In [None]:
#Connecting the google drive

from google.colab import drive
drive.mount('/content/drive')

Mounted at /content/drive


In [None]:
#Imports
import pandas as pd

In [None]:
data_file = "/content/drive/MyDrive/Colab Notebooks/Simple Spam Filter/spam.csv"

In [None]:
df = pd.read_csv(data_file, encoding='latin-1', header = None)


In [None]:
df = df.iloc[1:, :2]
df.columns = ['label', 'message']

In [None]:
df.head()

Unnamed: 0,label,message
1,ham,"Go until jurong point, crazy.. Available only ..."
2,ham,Ok lar... Joking wif u oni...
3,spam,Free entry in 2 a wkly comp to win FA Cup fina...
4,ham,U dun say so early hor... U c already then say...
5,ham,"Nah I don't think he goes to usf, he lives aro..."


### Data Pre-processing

In [None]:
#load stopwords and punctuation

import string
import nltk
nltk.download('stopwords')
nltk.download('punkt')
nltk.download('punkt_tab')


stopwords = nltk.corpus.stopwords.words('english')
punctuation = string.punctuation
print(stopwords[:5])
print(punctuation)


[nltk_data] Downloading package stopwords to /root/nltk_data...
[nltk_data]   Unzipping corpora/stopwords.zip.
[nltk_data] Downloading package punkt to /root/nltk_data...
[nltk_data]   Unzipping tokenizers/punkt.zip.

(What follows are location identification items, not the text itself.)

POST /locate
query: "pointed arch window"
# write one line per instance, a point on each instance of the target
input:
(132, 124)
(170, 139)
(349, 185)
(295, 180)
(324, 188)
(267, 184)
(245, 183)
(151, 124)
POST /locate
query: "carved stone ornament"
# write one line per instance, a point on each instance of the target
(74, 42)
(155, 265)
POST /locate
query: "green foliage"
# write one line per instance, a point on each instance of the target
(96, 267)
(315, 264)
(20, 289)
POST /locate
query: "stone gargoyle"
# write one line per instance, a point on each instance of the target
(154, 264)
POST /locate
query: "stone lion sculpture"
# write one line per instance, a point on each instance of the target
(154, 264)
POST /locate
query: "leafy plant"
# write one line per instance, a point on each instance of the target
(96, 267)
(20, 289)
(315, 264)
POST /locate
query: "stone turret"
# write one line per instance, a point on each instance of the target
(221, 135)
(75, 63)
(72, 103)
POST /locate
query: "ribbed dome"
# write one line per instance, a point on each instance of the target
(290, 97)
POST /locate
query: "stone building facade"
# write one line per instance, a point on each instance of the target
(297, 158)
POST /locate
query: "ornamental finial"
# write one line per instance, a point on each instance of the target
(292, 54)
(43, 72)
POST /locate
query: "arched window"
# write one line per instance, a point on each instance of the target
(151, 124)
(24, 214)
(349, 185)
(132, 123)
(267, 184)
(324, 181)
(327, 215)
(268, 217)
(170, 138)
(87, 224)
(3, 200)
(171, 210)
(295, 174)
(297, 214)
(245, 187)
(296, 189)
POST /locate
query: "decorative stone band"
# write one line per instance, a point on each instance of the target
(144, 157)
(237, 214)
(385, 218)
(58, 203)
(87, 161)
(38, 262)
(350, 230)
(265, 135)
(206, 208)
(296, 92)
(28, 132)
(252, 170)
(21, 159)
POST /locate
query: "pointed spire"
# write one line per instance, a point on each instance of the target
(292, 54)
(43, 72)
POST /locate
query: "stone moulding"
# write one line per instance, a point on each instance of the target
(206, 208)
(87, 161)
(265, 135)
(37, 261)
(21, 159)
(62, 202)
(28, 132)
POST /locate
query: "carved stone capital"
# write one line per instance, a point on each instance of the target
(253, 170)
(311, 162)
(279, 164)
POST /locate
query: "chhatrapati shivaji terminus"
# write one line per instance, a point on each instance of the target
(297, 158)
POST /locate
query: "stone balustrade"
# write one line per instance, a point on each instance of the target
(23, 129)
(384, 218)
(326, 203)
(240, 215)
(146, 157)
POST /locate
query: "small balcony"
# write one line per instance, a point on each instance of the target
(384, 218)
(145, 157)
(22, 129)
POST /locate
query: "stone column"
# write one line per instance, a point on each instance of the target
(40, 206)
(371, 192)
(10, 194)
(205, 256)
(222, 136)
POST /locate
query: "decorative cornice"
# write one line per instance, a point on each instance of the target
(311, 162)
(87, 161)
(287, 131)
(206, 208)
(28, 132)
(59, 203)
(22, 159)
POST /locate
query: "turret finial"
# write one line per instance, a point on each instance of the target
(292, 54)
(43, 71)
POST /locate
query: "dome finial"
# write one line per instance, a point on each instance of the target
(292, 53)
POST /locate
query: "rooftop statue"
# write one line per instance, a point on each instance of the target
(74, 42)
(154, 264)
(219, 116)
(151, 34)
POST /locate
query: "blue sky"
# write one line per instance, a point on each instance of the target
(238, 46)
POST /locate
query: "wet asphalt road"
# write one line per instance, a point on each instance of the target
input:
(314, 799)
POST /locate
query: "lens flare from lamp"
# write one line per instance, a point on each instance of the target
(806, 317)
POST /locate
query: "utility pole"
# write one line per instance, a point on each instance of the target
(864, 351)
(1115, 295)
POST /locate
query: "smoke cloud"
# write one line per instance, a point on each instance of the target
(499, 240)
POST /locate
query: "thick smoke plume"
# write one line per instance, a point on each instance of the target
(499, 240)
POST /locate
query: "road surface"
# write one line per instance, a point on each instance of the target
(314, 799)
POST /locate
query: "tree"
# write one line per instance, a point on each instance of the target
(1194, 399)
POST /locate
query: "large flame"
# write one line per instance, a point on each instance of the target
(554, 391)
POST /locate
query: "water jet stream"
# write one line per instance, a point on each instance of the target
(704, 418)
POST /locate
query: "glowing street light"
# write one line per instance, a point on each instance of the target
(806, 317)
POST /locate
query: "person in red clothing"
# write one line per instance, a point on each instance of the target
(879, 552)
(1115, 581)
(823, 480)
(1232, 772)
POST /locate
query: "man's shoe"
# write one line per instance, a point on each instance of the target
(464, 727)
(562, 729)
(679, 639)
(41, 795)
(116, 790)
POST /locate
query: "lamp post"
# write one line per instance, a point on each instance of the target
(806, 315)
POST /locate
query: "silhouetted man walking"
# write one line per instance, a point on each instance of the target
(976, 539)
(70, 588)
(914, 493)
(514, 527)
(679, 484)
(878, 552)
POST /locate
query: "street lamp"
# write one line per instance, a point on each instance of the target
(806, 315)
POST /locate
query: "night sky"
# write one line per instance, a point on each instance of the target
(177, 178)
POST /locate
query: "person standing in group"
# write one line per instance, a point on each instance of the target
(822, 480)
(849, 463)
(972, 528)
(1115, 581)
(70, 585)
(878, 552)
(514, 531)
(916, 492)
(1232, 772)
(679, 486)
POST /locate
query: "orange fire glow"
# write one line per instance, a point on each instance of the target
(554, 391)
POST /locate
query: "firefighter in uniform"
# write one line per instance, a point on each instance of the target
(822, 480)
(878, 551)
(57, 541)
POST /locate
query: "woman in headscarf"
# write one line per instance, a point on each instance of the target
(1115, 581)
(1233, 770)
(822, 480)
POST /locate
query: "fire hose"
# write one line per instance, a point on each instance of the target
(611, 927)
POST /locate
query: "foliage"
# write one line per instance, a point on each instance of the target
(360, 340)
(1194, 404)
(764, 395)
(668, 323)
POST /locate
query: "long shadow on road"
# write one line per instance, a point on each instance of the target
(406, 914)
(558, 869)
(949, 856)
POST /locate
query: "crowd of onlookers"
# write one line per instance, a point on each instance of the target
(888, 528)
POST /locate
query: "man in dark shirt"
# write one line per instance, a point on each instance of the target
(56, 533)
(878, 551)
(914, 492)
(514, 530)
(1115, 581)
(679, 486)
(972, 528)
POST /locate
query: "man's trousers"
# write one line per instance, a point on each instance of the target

['a', 'about', 'above', 'after', 'again']
!"#$%&'()*+,-./:;<=>?@[\]^_`{|}~


[nltk_data] Downloading package punkt_tab to /root/nltk_data...
[nltk_data]   Unzipping tokenizers/punkt_tab.zip.


In [None]:
#pre-process sms content

# Function to process SMS
def pre_process(SMS):
  lowercase = "".join([char.lower() for char in SMS if char not in punctuation])  # Converts each character to lowercase
  tokenize = nltk.tokenize.word_tokenize(lowercase)
  remove_stopwords = [word for word in tokenize if word not in stopwords]
  return remove_stopwords


# Apply pre_process to every SMS in the 'SMS' column
df['Processed'] = df['message'].apply(lambda x: pre_process(x))


In [None]:
df.head()

Unnamed: 0,label,message,Processed
1,ham,"Go until jurong point, crazy.. Available only ...","[go, jurong, point, crazy, available, bugis, n..."
2,ham,Ok lar... Joking wif u oni...,"[ok, lar, joking, wif, u, oni]"
3,spam,Free entry in 2 a wkly comp to win FA Cup fina...,"[free, entry, 2, wkly, comp, win, fa, cup, fin..."
4,ham,U dun say so early hor... U c already then say...,"[u, dun, say, early, hor, u, c, already, say]"
5,ham,"Nah I don't think he goes to usf, he lives aro...","[nah, dont, think, goes, usf, lives, around, t..."


In [None]:
#categorizing ham/spam associated words

def categorize_words():
  spam_words = []
  ham_words = []

  #spam associated words
  for sms in df['Processed'][df['label'] == 'spam']:
    for word in sms:
      spam_words.append(word)

  #ham associated words
  for sms in df['Processed'][df['label'] == 'ham']:
    for word in sms:
      ham_words.append(word)

  return spam_words, ham_words

spam_words, ham_words = categorize_words()

print(spam_words[:5])
print(ham_words[:5])

['free', 'entry', '2', 'wkly', 'comp']
['go', 'jurong', 'point', 'crazy', 'available']


Predict user input

In [None]:
def predict(user_input):
  spam_counter = 0
  ham_counter = 0

  for word in user_input:
    spam_counter += spam_words.count(word)
    ham_counter += ham_words.count(word)

  print("---------------Results---------------")
  if ham_counter > spam_counter:
    #adding accuracy
    accuracy = round((ham_counter/(ham_counter + spam_counter)) * 100, 2)
    print("Message is not spam, with {}% accuracy". format(accuracy))
  elif spam_counter > ham_counter:
    accuracy = round((spam_counter/(ham_counter + spam_counter)) * 100, 2)
    print("Message is Spam with {}% accuracy". format(accuracy))
  else:
    print("Message might be spam")



In [None]:
#Collecting user input

user_input = input("Please type a spam or ham message: ")

process_input = pre_process(user_input)
predict(process_input)





Please type a spam or ham message: Go until jurong point, crazy.. Available only in bugis n great world la e buffet... Cine there got amore wat...
---------------Results---------------
Message is not spam, with 93.05% accuracy